When the global system is complex and requires a low reaction time, the communication path latency between the various acquisition, processing and generation boards must be as small as possible. In this blog post, the latency of an Aurora transfer is benchmarked in order to see if its performance can fit your system’s needs. The tests are performed between two Perseus 601X boards connected together with a Pico backplane.

Test setup

To test the Aurora core latency, I used a PicoSDR 4×4. In this version, two single-ended GPIO in each direction link the Perseus 601X boards together over an advanced mezzanine card (AMC) backplane. One output GPIO from the first Perseus will be used as a trigger to tell the second Perseus that the data transmission to the Aurora core has started.

The input trigger on the second Perseus will start a ChipScope acquisition based on the trigger’s rising edge event. By analyzing the acquired ChipScope waveform, it will be possible to know the delay, in number of design clock cycles, between the trigger event and the first data sample available on the Aurora user port of the second Perseus.

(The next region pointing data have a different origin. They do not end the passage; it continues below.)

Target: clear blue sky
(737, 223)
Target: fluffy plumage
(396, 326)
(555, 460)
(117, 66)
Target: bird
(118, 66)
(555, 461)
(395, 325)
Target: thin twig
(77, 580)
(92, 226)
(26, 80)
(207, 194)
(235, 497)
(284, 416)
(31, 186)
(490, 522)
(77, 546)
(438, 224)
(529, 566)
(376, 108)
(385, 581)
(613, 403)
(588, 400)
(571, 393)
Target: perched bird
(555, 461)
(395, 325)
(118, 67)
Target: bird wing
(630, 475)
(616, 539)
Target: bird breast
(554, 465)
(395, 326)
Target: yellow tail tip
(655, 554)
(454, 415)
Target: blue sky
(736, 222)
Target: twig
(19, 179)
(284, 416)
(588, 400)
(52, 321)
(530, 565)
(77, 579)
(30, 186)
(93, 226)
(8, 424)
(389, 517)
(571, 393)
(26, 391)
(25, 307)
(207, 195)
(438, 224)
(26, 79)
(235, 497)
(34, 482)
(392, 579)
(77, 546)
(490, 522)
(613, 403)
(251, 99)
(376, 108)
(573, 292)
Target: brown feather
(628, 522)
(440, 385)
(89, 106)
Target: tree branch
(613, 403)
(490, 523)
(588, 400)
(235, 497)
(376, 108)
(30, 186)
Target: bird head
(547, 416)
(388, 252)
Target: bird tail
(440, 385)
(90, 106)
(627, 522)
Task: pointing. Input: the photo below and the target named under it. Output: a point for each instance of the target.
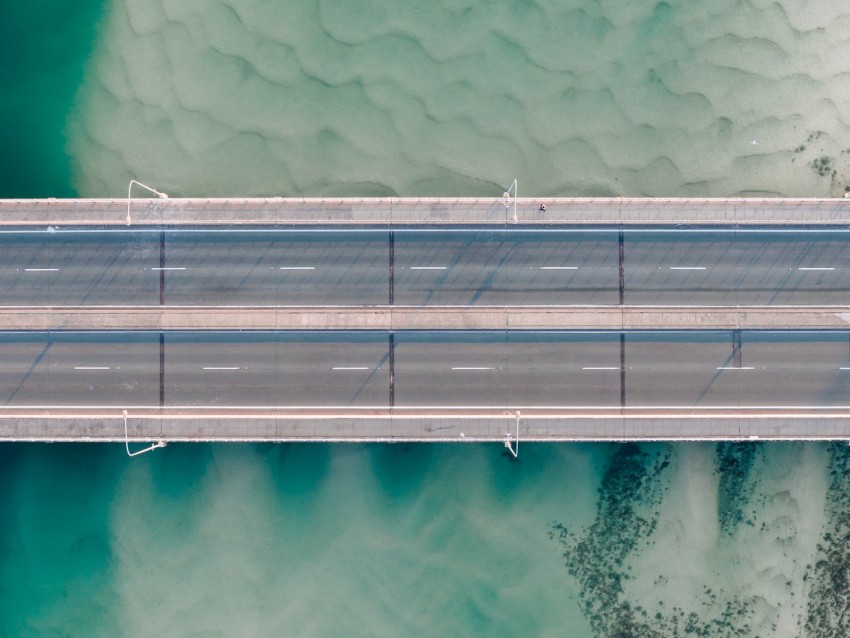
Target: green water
(457, 97)
(46, 45)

For this test, the design uses a 100 MHz (10 ns period) clock derived from the onboard 200-MHz oscillator. Each Perseus has its own distinct clock. The phase difference between these clocks and the propagation delay of the trigger signal from one FPGA to the other should not affect the resulting delay by more than 2 clock cycles (±20 ns).

Results

Three tests were performed. The first one operated the GTX at a data rate of 3.125 Gbps and the Nutaq Aurora core was configured with a data width of 32 bits. Figure 1 shows the ChipScope waveform acquired at the trigger event.

Figure 1: Aurora latency, 3.125 Gbps, 32-bit

Figure 1: Aurora latency, 3.125 Gbps, 32-bit

The delay from the rising edge of the trigger and the first data sample available to the user logic is 49 clock cycles. Since the ChipScope clock is at 100 MHz, the data from the first Perseus user logic is available to the user logic of the second Perseus 0.49 µs later .

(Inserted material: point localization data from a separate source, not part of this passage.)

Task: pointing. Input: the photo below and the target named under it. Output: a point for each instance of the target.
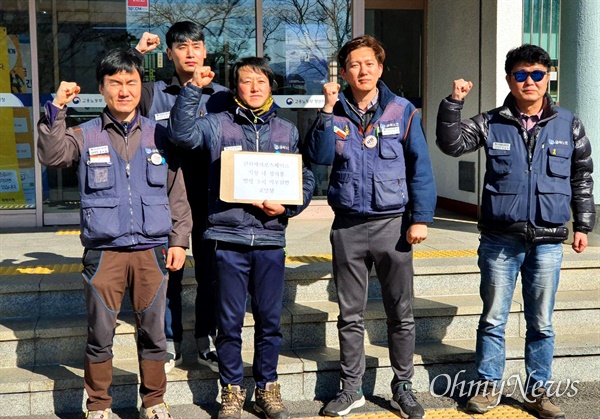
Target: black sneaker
(210, 359)
(405, 401)
(344, 402)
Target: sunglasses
(536, 75)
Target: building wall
(457, 47)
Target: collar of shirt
(370, 105)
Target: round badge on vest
(370, 141)
(156, 159)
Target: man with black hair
(249, 238)
(186, 48)
(538, 165)
(135, 223)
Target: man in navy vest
(382, 191)
(538, 168)
(186, 48)
(249, 238)
(135, 223)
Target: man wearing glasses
(538, 167)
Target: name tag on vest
(501, 146)
(162, 116)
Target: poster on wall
(17, 184)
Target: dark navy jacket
(237, 129)
(157, 100)
(384, 180)
(119, 210)
(531, 178)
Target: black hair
(182, 31)
(364, 41)
(258, 64)
(528, 54)
(118, 60)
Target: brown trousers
(106, 275)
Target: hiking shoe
(210, 359)
(232, 402)
(405, 401)
(539, 402)
(99, 414)
(173, 360)
(487, 397)
(159, 411)
(268, 401)
(344, 402)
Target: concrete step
(46, 295)
(61, 339)
(304, 375)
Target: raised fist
(330, 90)
(461, 89)
(202, 76)
(148, 42)
(66, 92)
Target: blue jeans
(501, 258)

By increasing the GTX data rate to 5 Gbps, it is possible to lower the latency since all the logic operates at a higher frequency.

Figure 2: Aurora latency, 5 Gbps, 32-bit

Figure 2: Aurora latency, 5 Gbps, 32-bit

At an operating rate of 5 Gbps, the latency has decreased to 34 clock cycles. This corresponds to a 0.34 µs latency.

Since Nutaq’s implementation of the Aurora core uses a group of 4 GTX to create 128-bit wide transactions, when using a 32-bit wide user data port, 4 clock cycles are used to create the 128 bits required for the first transaction. Therefore, setting the user port width to 128 bits should reduce the overall latency.

Figure 3: Aurora latency, 5 Gbps, 128-bit

Figure 3: Aurora latency, 5 Gbps, 128-bit

The latency is now 0.32 µs latency. Since 3 clock cycles have been saved, the expected latency is now 0.31 µs, which is inside the uncertainty of the benchmark.

Conclusion

Using this simple benchmark setup for the Nutaq Aurora core, the latency between two Perseus 601X boards connected together with a Pico backplane has been identified in three different configurations:

Aurora ParametersLatency (±20 ns)
3.125 Gbps data rate, 32-bit data width0.59 µs
5 Gbps data rate, 32-bit data width0.34 µs
5 Gbps data rate, 128-bit data width0.32 µs

If the same test was executed on a system with a different configuration (two Perseus 601X connected together with miniSAS cables, for example), the same latency should be expected in addition the propagation delay of the signal over the physical link. This could add up a few nanoseconds to the total latency.

I hope that these Aurora core latency benchmark results are useful to your project and can fit your system needs.